At the start of the alignment process, FLAK creates a database from the set of non-overlapping 32-mers in the specified reference genome. Using 2-bit encoding, each 32-mer is stored as a 64-bit number. As the k-mer size is fixed at 32, the amount of memory consumed by a genome of length G will be O(G / 32). This default setting works well in practice and is necessary to prevent the available memory (heap space) of a computer being completely consumed by a large genome.

It is however desireable sometimes to increase the amount of overlap of references 32-mers in the database. A greater overlap increases the sensitivity of a comparison and can facilitate the alignment of genomes that are highly diverged. An example of this is illustrated in the diagram below, where the genome of M.pneumoniae (left) was indexed using the default setting (overlap = 0). The plot on the right was created from a full tiling of the reference genome, i.e. an overlap of 31 bases.

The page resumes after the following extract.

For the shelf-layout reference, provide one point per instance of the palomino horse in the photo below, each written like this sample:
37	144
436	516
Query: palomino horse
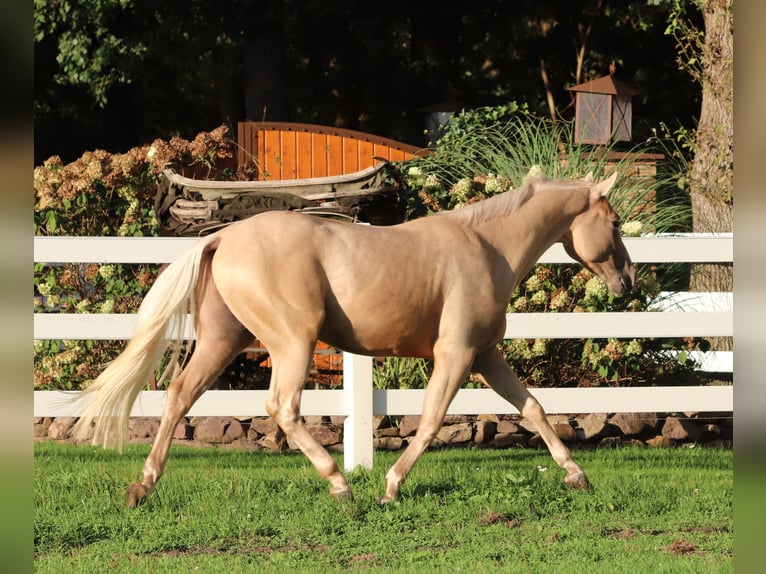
435	287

Visualisation of M.genitalium v/s M.pneumoniae with no overlap (left) and an overlap of 31 (right).


The degree of overlap can be specified when configuring parameters with the Alignment Wizard. At the bottom of the Select Reference Genome section, a slider allows users to specify an overlap value in the range 0 - 31.

Users should be wary of using this feature for large genomes or chromosomes as the degree of overlap will have a direct impact on the amount of memory consumed and, depending on the k-mer composition of the genome, may increase the running time of an alignment. For an overlap of i, the amount of memory required to store a reference genome, G, will be in the order of O(G / k - i). Consequently, unless a large amount of memory is available, the degree of overlap should only be changed for bacterial-sized genomes (<10Mpbs).